Flächen werden knapp

Allerdings werden rund um Wien die Flächen knapp. Felix Zekely, Geschäftsführer von OPTIN Immobilien, skizziert den ersten Ring um Wien vom Flughafen über Himberg bis Laxenburg: „Dieser Ring ist noch für Hubfunktionen tauglich, was die Entfernung zur Stadt anbelangt, um diese zu bespielen.“ Noch näher zu rücken ist natürlich besser, aber faktisch unmöglich. Das letzte große Projekt ist der City Park Vienna, der in Fertigstellung ist. „Weitere Projekte, die diesen Kriterien gerecht werden, sind nicht in Entwicklung“, so Felix Zekely.

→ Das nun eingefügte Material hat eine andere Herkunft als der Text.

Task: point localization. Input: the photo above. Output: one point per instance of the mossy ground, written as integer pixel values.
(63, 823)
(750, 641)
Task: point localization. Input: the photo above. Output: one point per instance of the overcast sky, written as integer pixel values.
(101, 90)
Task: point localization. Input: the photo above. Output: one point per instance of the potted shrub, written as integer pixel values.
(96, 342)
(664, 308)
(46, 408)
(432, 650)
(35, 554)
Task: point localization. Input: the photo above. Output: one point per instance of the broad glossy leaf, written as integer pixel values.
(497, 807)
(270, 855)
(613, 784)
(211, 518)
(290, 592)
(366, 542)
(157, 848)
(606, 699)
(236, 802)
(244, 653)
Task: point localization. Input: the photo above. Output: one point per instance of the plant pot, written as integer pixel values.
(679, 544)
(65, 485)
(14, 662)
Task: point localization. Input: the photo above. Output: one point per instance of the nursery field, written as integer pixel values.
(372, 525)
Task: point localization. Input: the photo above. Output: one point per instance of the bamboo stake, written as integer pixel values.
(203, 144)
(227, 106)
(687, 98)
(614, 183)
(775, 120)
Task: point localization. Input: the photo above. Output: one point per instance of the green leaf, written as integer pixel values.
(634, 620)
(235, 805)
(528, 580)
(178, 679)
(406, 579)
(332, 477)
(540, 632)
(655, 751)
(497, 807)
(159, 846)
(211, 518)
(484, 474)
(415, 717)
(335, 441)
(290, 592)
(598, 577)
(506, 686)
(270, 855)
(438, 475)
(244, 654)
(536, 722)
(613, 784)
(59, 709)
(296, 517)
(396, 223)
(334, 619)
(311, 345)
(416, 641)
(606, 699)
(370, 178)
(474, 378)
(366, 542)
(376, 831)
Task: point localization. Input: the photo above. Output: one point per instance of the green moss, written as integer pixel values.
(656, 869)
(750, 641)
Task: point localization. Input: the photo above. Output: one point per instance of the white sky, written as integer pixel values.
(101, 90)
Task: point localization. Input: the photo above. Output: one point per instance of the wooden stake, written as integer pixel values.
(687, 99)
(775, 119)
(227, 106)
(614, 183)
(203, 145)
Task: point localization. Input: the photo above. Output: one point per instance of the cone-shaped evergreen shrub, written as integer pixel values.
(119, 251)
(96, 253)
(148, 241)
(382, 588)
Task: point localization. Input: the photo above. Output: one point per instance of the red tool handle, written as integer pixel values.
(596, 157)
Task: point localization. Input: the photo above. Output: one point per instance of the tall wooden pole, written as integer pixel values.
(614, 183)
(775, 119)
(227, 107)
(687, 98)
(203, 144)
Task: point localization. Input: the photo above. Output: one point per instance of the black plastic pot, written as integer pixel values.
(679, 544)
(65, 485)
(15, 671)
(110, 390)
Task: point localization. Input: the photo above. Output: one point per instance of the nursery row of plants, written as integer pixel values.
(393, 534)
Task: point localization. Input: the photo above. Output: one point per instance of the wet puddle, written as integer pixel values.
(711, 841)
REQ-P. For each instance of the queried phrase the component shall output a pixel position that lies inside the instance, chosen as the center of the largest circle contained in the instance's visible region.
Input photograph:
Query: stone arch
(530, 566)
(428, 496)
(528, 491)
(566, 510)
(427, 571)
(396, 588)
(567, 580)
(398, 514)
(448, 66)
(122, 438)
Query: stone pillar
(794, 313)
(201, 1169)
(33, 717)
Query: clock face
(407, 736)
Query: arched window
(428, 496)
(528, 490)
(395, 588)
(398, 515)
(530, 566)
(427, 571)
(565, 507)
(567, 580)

Je näher zur Stadt, desto kleiner die Flächen

Die Last Mile von noch weiter außerhalb der Stadt zu bewältigen funktioniert nicht. Daher wird in der Stadt gesucht, um dieses Manko auszugleichen. Je näher man an die Abnehmer gelangt, desto kleinere Flächen werden benötigt. „Es gibt genug B- und C-Lagen, die verstärkt auf den Markt kommen und die sich für eine Verteilerfunktion eignen würden“, so Mario Schwaiger, Bereichsleiter Einzelhandel bei EHL Gewerbeimmobilien, über diese Möglichkeit. Das Angebot an vermietbaren Flächen ist derzeit höher als die Nachfrage, was sich auch an den allmählich steigenden Leerstandsraten in Innenstädten zeigt.

Leere Bankfilialen und Geschäftsflächen

Eine Alternative wären für Mario Schwaiger auch Bankfilialen, die vermehrt aufgelassen werden: „Sie haben nicht den typischen Grundriss für Einzelhändler und sind daher auch schwer zu vermitteln, aber für eine Alternativnutzung in der Last-Mile-Logistik könnten sie durchaus infrage kommen.“ Allerdings gibt es dabei wie bei allen Geschäftsflächen, die für Logistikzwecke verwendbar wären, eine finanzielle Herausforderung: Geschäftsflächen sind weitaus rentabler und bringen den Eigentümern mehr Rendite als Lagerflächen. Für Mario Schwaiger ist daher „eine Art Förderung bei Storage-Konzepten durchaus vorstellbar“.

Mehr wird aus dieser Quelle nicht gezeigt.